Chapitre 6

Elena POV

Ce carnet pesait dans mes mains le poids d'une urne funéraire.

Cendres de mon mariage. Cendres de ma confiance. Cendres de l'homme que je pensais connaître.

Je n'étais pas seulement en colère ; j'étais consumée par l'humiliation de ma propre cécité.

J'avais choisi William. C'était là mon péché originel. À la mort de mon père, le conseil réclamait un homme fort, un tueur né. Moi, j'avais opté pour un gestionnaire, un homme que je pensais pouvoir contrôler, une ambition qui me semblait domestique.

Quelle erreur monumentale.

J'avais confondu la faiblesse avec la docilité. Or, dans notre monde, la faiblesse n'est pas un défaut, c'est un cancer. Elle ne dort jamais. Elle dévore tout.

Le dîner, ce soir-là, fut une torture silencieuse.

William s'attaquait à son osso buco avec la voracité vulgaire d'un homme qui se croit intouchable, ignorant que le sol s'était déjà dérobé sous ses pieds.

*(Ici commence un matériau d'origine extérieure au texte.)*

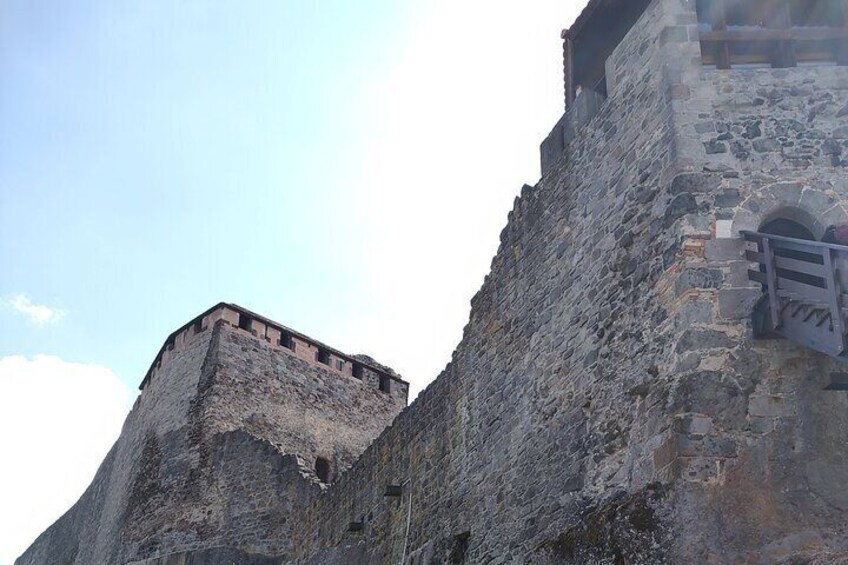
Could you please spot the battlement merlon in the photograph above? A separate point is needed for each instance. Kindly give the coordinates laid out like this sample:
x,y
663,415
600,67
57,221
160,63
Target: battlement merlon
x,y
360,367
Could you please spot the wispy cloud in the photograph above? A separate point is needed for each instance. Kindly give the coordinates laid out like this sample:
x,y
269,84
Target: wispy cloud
x,y
51,410
36,314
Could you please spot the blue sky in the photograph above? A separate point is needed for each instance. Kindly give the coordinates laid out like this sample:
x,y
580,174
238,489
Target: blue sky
x,y
344,168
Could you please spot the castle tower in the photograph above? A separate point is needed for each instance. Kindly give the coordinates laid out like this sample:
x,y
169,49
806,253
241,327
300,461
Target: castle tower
x,y
610,400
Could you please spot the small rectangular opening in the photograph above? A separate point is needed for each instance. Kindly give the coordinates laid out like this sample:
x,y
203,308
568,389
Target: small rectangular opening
x,y
245,322
772,33
838,381
286,340
393,491
322,356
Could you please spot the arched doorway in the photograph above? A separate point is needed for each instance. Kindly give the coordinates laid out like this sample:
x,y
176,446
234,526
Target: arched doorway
x,y
787,228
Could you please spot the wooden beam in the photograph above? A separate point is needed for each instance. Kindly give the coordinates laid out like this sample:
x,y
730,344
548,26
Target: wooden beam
x,y
796,34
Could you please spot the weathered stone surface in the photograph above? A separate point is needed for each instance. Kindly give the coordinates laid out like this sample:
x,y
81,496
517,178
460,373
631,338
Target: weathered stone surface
x,y
594,411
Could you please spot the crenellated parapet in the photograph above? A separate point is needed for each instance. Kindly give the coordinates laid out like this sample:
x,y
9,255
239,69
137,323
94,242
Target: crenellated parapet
x,y
314,352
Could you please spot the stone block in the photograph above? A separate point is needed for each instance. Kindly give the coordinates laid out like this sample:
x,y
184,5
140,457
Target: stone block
x,y
698,278
695,183
771,406
737,303
724,249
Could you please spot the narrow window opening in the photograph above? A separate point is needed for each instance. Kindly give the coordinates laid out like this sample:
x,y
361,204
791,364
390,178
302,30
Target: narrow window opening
x,y
286,340
245,322
322,469
322,356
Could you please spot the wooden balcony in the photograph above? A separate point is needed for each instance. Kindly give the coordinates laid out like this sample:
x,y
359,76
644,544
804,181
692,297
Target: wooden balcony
x,y
804,283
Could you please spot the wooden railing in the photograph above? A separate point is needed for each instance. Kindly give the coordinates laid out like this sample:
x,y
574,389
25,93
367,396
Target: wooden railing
x,y
804,283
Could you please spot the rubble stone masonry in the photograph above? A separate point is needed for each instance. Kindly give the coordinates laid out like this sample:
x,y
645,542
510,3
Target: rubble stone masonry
x,y
607,402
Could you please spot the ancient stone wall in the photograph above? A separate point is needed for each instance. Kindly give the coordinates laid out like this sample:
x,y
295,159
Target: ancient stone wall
x,y
545,411
218,455
758,442
607,403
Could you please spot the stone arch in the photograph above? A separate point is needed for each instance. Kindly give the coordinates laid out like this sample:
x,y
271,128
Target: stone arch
x,y
812,208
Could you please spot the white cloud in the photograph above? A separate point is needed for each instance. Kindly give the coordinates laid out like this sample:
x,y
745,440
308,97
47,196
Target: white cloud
x,y
477,88
37,314
57,422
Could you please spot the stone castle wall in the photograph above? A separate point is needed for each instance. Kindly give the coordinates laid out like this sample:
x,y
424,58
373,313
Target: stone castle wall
x,y
607,403
541,413
219,452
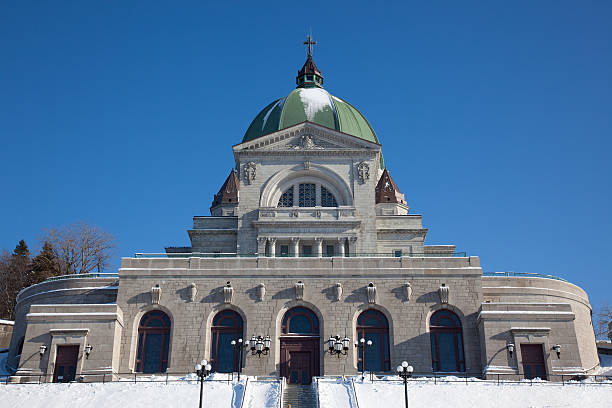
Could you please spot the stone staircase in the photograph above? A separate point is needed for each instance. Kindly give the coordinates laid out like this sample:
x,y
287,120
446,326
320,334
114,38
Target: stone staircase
x,y
299,396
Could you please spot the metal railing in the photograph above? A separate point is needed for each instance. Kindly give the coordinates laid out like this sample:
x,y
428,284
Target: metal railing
x,y
177,377
300,255
83,276
507,378
89,377
523,274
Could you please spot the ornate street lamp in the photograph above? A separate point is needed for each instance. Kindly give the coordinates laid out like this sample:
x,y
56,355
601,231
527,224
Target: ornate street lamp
x,y
202,371
337,346
260,345
237,345
362,345
405,372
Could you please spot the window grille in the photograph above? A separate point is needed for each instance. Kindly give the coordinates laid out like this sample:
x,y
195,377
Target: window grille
x,y
286,199
307,195
327,198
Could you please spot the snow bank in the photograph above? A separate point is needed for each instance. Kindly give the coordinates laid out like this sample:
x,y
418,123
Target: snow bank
x,y
482,394
217,394
261,394
335,393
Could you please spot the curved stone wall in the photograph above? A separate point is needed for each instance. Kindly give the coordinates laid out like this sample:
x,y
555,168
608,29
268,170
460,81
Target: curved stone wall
x,y
500,289
64,291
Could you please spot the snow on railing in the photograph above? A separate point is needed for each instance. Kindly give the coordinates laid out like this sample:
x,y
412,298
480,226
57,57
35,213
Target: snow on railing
x,y
523,274
302,255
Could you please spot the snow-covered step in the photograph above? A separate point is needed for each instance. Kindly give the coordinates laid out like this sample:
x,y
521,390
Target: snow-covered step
x,y
336,393
262,393
299,396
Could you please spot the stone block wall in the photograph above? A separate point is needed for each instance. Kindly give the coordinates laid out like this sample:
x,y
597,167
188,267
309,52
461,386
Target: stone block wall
x,y
559,306
66,291
61,324
408,320
6,331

Lily, elle, poussait ses pois dans son assiette, la tête basse, comme si elle cherchait à disparaître.

"Redresse-toi, Lily," aboya William, des morceaux de viande encore en bouche. "Tu as l'air d'une petite chose fragile. Regarde Luca. Lui, il a déjà la posture d'un chef."

Le bruit de ma fourchette heurtant la porcelaine claqua avec la violence sèche d'un coup de feu.

"Arrête de parler de ce garçon à ma table," dis-je.

Ma voix était basse, mais elle vibrait d'une menace sourde qu'un homme doué d'instinct de survie aurait immédiatement perçue.

William leva les yeux, surpris, avant de laisser échapper un rire. Un rire gras, suintant la condescendance.

"Tu es jalouse, Elena ? C'est pathétique. Luca est l'avenir. Il a du cran. Lily... Lily est douce, comme toi. Elle fera un bon mariage, c'est tout ce qu'on attend d'elle."

Il venait de réduire ma fille à une simple monnaie d'échange. Il venait de me réduire, moi, à une décoration de salon.

J'ai fixé cet homme, ce visage que j'avais tant de fois embrassé, et je n'y ai plus vu qu'un étranger. Un parasite qui s'était engorgé de mon nom et de mon sang.

Plus tard dans la soirée, Marco et Leo m'ont rejointe dans la bibliothèque. L'air y était lourd, saturé de fumée de cigare et d'une odeur âcre de trahison.

"La situation est pire que prévu, Donna," annonça Marco, son visage buriné par des décennies de loyauté. "William a écarté les vieux Capos. Il les remplace par des jeunes loups inexpérimentés qui lui doivent de l'argent. Il affaiblit la structure même de la famille pour s'entourer de béni-oui-oui."

"Il isole le cœur pour mieux le saigner," ajouta Leo, la voix grave.

Une nausée violente m'a saisie. Ce n'était pas seulement du vol. C'était du sabotage. William démantelait l'héritage de mon père, brique par brique, pour ériger un château de cartes à sa propre gloire.

J'ai pensé à Lily. À son avenir dans un monde dirigé par un homme qui la méprisait. À la sécurité de mes hommes, exposés par l'incompétence crasse de leur chef.

Le conflit intérieur qui me déchirait depuis des mois s'est soudainement tu. L'amour, le devoir conjugal, l'espoir... tout cela s'est évaporé pour ne laisser place qu'à la glace.

Je me suis levée.

J'ai marché jusqu'à la fenêtre, contemplant les lumières de cette ville qui appartenait à ma famille bien avant que William n'apprenne à balbutier le mot 'mafia'.

"Il a franchi la ligne," murmurai-je. "Non... il a effacé la ligne."

Marco et Leo attendaient, immobiles comme des statues de pierre. Ils espéraient cet instant depuis des années.

J'ai sorti mon téléphone. J'ai composé un numéro que je n'utilisais qu'en cas d'extrême nécessité.

"C'est Elena," dis-je dès que la ligne s'ouvrit. "Préparez la salle du Conseil. Et préparez les sacs mortuaires."

"Donna ?" demanda Marco, une lueur sauvage s'allumant dans son regard.

Je me suis tournée vers eux, sentant le poids de la couronne revenir sur mes épaules.

"Il est temps de rappeler à William qui dirige vraiment cette famille," répondis-je froidement. "Et c'est une leçon à laquelle il ne survivra pas."